Efficient Multi-Enzymes Immobilized on Porous Microspheres for Producing Inositol From Starch

Abstract

In vitro synthetic enzymatic biosystem is considered to be the next generation of biomanufacturing platform. This biosystem contains multiple enzymes for the implementation of complicated biotransformatiom. However, the hard-to-reuse and instability of multiple enzymes limit the utilization of this biosystem in industrial process. Multi-enzyme immobilization might be a feasible alternative to address these problems. Herein, porous microspheres are used as carriers to co-immobilize multiple enzymes for producing inositol from starch. At first, all the enzymes (i.e., α-glucan phosphorylase aGP, phosphoglucose mutase PGM, inositol 1-phosphate synthase IPS, and inositol monophosphatase IMP) for converting starch to inositol were immobilized on porous microspheres individually to check the effect of immobilization, then all the enzymes are co-immobilized on porous microspheres. Compared to reaction system containing all the individual immobilized enzymes, the reaction system containing the co-immobilized enzymes exhibit ∼3.5 fold of reaction rate on producing inositol from starch. This reaction rate is comparable to that by free enzyme mixture. And the co-immobilized multi-enzyme system show higher thermal stability and recovery stability than free enzyme mixture. After 7 batches, the immobilized enzymes retain 45.6% relative yield, while the free enzyme mixture only retain 13.3% relative yield after 3 batches. Co-immobilization of multiple enzymes on porous microspheres for biomanufacturing would shed light on the application of in vitro synthetic enzymatic biosystem in industrial scale.

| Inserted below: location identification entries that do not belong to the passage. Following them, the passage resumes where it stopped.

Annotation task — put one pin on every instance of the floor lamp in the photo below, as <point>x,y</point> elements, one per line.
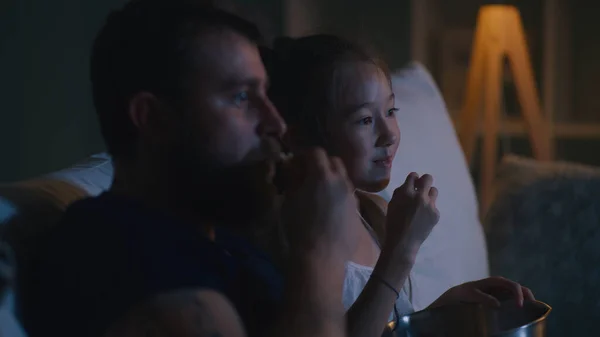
<point>499,35</point>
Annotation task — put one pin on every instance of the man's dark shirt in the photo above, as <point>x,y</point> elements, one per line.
<point>109,253</point>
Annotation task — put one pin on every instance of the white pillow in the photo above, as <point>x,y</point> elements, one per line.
<point>455,252</point>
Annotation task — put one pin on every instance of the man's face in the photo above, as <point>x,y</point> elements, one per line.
<point>217,143</point>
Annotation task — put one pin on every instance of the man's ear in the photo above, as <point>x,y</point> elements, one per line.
<point>147,113</point>
<point>140,109</point>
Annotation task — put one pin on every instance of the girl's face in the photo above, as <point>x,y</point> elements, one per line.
<point>363,130</point>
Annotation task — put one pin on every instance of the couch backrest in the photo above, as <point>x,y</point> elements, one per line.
<point>29,208</point>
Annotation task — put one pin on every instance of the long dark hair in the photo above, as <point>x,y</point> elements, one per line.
<point>305,82</point>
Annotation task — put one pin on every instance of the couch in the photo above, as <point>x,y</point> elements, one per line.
<point>543,230</point>
<point>454,253</point>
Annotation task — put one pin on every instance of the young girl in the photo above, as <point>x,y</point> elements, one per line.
<point>334,95</point>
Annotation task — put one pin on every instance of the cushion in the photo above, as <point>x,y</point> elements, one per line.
<point>29,208</point>
<point>455,252</point>
<point>543,230</point>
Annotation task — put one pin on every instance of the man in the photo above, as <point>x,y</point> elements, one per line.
<point>180,92</point>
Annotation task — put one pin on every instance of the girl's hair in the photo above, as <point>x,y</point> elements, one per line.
<point>306,81</point>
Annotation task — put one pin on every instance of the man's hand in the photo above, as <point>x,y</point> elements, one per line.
<point>411,216</point>
<point>490,291</point>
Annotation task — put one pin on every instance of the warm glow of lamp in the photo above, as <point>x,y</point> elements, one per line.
<point>499,35</point>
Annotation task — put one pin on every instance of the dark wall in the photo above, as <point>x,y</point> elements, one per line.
<point>46,119</point>
<point>382,24</point>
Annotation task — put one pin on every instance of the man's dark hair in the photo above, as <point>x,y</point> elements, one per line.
<point>146,46</point>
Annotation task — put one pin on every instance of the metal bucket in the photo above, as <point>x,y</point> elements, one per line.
<point>472,320</point>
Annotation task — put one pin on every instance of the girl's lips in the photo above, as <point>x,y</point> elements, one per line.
<point>384,162</point>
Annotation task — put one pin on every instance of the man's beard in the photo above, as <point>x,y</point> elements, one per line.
<point>235,196</point>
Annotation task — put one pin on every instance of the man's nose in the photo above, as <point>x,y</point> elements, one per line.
<point>271,121</point>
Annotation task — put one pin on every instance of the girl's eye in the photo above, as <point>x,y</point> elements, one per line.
<point>240,97</point>
<point>365,121</point>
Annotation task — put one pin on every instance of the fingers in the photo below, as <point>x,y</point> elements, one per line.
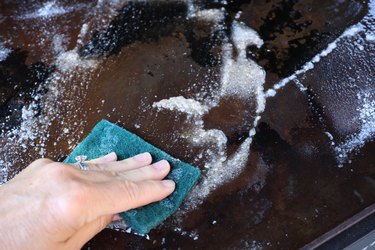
<point>134,162</point>
<point>119,196</point>
<point>156,171</point>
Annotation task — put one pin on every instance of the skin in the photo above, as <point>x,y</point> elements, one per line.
<point>52,205</point>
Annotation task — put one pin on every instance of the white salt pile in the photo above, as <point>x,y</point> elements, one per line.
<point>51,9</point>
<point>4,52</point>
<point>366,115</point>
<point>241,78</point>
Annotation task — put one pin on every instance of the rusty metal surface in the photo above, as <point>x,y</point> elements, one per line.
<point>291,189</point>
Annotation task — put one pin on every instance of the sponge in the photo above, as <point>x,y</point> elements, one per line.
<point>107,137</point>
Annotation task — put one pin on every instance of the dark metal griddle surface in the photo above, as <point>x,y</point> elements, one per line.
<point>127,56</point>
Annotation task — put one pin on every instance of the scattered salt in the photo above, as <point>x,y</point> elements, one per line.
<point>4,52</point>
<point>70,60</point>
<point>215,16</point>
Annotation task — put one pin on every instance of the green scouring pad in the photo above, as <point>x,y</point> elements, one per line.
<point>107,137</point>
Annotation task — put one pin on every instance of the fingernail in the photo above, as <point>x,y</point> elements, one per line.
<point>110,155</point>
<point>160,165</point>
<point>144,157</point>
<point>169,183</point>
<point>116,217</point>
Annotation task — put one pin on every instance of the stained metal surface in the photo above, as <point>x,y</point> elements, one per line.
<point>291,189</point>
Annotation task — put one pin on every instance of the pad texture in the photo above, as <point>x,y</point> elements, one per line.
<point>107,137</point>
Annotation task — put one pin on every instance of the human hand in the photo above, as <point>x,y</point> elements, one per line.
<point>52,205</point>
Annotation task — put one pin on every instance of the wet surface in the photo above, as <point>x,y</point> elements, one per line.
<point>124,57</point>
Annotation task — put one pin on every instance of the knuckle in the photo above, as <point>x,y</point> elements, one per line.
<point>131,190</point>
<point>73,199</point>
<point>41,162</point>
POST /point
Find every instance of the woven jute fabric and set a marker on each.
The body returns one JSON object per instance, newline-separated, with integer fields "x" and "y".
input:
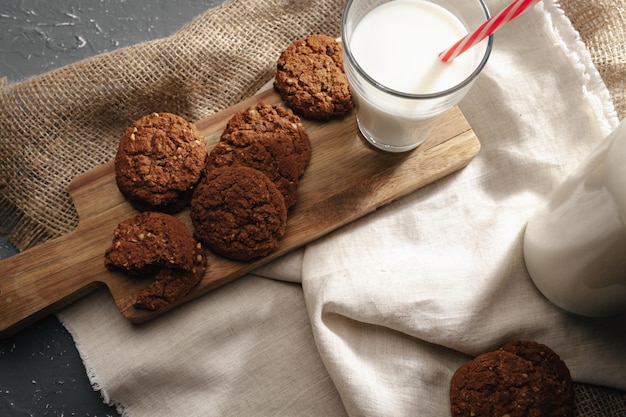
{"x": 601, "y": 27}
{"x": 63, "y": 123}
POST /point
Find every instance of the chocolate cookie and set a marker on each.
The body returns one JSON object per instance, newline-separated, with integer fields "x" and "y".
{"x": 503, "y": 383}
{"x": 269, "y": 153}
{"x": 273, "y": 123}
{"x": 171, "y": 283}
{"x": 311, "y": 80}
{"x": 557, "y": 380}
{"x": 238, "y": 212}
{"x": 157, "y": 244}
{"x": 159, "y": 160}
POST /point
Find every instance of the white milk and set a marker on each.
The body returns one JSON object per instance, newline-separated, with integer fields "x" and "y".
{"x": 575, "y": 245}
{"x": 397, "y": 44}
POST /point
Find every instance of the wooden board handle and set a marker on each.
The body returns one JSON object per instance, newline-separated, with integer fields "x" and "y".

Keywords: cascade biocatalysis; immobilization; inositol; multi-enzymes; porous microspheres.

FIGURE 1

(A) Scheme of in vitro synthetic enzymatic pathway for inositol synthesis from starch. (B) The scheme preparation process of immobilized enzymes on porous microspheres.

FIGURE 2

Themostability of free and immobilized IPS at 70°C and 80°C.

FIGURE 3

The inositol production as a function of reaction time catalyzed by the reaction systems containing free and immobilized IPS.

FIGURE 4

Recycling stability of free and immobilized IPS.

FIGURE 5

The inositol production as a function of the reaction time catalyzed by free enzyme mixture, co-immobilized multi-enzymes, and mixture of solely immobilized enzymes.

FIGURE 6

Recycling stability of free enzyme mixture and co-immobilized multi-enzymes (A) and the thermostability of free enzyme mixture and co-immobilized multi-enzymes (B).